Comcast to split cable business from media through NBCUniversal, Sky spinoff

Comcast will split into two publicly traded companies through a subsidiary of NBCUniversal and Sky, separating its cash-generating broadband arm from its media and entertainment business, which is under pressure from broadcast rivals and industry consolidation.
The company’s shares rose more than 20% in premarket trading Monday.
The latest shakeup in the US media industry comes after years of cable disruptions as legacy players seek scale to better compete with Netflix, while Paramount Skydance’s $110 billion deal for Warner Bros Discovery will also increase competition.
Comcast, which relies on cable for most of its cash flow, is also losing broadband customers to fixed wireless services from T-Mobile and Verizon and to fiber rivals that are building networks.

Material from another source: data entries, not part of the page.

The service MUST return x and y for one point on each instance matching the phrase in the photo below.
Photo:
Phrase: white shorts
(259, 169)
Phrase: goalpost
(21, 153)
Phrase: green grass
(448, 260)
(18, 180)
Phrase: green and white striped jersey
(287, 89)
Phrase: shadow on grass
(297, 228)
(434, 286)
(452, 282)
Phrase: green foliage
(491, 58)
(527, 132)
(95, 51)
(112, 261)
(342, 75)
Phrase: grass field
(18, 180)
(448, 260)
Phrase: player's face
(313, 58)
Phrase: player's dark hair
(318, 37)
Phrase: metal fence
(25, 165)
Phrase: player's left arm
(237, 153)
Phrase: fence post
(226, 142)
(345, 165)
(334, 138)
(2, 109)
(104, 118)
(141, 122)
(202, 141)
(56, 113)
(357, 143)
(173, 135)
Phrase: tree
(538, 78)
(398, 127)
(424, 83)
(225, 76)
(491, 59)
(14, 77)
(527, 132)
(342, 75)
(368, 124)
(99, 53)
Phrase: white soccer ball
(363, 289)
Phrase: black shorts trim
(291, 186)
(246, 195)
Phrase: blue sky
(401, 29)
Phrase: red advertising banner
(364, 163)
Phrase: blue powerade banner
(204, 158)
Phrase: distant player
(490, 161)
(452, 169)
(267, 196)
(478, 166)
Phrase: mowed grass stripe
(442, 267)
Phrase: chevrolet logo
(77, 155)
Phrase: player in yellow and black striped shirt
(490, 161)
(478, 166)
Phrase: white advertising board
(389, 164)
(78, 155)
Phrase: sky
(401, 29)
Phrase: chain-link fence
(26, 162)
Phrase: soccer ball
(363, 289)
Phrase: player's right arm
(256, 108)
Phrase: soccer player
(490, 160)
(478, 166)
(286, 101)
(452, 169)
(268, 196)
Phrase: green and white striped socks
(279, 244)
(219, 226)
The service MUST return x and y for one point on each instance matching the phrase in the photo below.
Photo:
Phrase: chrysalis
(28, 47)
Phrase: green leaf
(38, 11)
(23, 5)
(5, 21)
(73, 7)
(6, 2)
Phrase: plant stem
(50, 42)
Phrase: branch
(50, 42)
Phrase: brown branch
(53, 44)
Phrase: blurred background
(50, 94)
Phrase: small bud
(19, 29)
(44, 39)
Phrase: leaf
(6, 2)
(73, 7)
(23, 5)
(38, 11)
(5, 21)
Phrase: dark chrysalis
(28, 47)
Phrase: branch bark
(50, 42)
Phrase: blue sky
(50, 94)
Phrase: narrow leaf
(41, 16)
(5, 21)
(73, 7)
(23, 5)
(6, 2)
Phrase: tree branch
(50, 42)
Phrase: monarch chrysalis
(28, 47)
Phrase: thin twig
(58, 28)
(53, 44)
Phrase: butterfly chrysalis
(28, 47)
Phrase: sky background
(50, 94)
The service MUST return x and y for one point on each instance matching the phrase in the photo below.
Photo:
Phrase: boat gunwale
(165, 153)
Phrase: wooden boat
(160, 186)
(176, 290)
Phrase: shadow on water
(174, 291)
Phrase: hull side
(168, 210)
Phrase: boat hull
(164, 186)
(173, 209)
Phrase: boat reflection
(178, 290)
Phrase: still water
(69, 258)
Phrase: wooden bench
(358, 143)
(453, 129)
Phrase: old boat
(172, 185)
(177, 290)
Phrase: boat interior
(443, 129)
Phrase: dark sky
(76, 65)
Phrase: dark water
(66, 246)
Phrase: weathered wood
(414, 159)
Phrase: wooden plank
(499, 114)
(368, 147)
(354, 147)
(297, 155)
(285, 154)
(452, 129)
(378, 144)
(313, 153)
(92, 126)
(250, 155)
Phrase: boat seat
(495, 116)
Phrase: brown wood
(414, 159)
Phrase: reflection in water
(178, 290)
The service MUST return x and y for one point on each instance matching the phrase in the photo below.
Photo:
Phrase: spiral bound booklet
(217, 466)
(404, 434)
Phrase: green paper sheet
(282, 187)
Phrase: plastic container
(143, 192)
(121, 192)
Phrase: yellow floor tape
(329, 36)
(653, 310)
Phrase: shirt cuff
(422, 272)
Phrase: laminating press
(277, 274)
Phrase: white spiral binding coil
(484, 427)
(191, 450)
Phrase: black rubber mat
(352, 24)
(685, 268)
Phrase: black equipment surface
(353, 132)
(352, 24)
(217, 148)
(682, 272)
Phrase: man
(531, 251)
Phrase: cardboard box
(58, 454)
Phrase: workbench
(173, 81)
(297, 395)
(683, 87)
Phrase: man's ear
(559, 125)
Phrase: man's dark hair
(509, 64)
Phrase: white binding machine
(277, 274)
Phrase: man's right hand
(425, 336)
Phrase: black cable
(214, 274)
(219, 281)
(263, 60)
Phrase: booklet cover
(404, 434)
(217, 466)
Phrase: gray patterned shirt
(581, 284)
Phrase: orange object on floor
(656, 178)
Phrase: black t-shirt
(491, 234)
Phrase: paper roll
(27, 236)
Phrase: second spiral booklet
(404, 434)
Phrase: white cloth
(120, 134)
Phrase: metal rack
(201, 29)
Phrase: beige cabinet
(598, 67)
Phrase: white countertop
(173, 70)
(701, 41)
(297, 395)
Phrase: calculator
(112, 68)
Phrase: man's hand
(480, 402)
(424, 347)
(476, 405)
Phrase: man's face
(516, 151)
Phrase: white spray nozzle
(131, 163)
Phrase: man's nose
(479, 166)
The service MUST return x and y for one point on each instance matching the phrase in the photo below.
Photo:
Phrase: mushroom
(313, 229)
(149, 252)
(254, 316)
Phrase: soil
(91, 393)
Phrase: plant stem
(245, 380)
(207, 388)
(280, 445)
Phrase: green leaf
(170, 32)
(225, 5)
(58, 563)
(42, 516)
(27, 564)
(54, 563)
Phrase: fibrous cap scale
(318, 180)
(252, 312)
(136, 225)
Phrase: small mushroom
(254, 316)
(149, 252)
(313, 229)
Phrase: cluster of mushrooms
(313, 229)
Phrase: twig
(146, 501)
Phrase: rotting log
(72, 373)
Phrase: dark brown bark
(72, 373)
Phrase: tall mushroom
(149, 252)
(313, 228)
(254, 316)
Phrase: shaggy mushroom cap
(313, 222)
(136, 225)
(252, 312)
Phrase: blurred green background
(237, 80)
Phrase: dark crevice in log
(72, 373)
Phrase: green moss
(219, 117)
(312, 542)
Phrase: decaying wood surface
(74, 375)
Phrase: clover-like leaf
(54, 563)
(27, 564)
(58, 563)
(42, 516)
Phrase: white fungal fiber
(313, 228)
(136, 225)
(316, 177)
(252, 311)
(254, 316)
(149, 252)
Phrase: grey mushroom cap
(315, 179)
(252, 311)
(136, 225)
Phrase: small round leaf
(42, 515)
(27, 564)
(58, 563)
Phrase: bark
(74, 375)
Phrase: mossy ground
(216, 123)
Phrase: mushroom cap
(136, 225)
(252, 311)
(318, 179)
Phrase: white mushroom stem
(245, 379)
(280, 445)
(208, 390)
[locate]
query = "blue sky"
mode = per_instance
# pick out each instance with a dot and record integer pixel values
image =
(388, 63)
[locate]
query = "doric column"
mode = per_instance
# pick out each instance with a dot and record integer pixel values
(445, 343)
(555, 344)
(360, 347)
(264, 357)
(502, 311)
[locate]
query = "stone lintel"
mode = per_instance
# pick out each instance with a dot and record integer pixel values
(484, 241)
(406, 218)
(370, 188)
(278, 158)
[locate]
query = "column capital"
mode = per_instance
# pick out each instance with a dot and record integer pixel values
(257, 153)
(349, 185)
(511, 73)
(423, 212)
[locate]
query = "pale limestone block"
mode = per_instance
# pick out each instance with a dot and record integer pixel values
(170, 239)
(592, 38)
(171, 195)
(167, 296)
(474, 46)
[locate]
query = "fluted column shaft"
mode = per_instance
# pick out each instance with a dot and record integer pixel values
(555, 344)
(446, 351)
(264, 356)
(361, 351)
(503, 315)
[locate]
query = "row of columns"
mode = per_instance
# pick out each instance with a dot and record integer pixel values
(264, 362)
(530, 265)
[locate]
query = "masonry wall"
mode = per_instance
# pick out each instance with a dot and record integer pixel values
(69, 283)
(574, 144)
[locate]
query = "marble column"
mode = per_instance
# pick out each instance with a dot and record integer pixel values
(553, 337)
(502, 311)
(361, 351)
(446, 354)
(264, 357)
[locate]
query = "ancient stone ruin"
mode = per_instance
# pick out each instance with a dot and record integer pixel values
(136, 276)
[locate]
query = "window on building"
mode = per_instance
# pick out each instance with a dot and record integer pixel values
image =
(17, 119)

“The transaction we are announcing will unlock a more entrepreneurial management approach and unlock numerous new opportunities for every business,” said Brian Roberts, president and co-CEO of Comcast.
The split, expected to be completed in about a year, will create one company under Comcast’s cable, wireless and commercial services arm and another built around Universal theme parks, film and TV studios, NBC, Peacock and European media company Sky.
Comcast co-CEO Mike Cavanagh will lead the new NBCUniversal. Former chief financial officer Michael Angelakis will return to lead Comcast as CEO after initially joining as a strategic advisor before leaving.
Once the deal is completed, Comcast shareholders will own shares in both companies.
The company will own up to a 19.9% stake in NBCUniversal for up to a year following the spin-off, which it plans to monetize over time.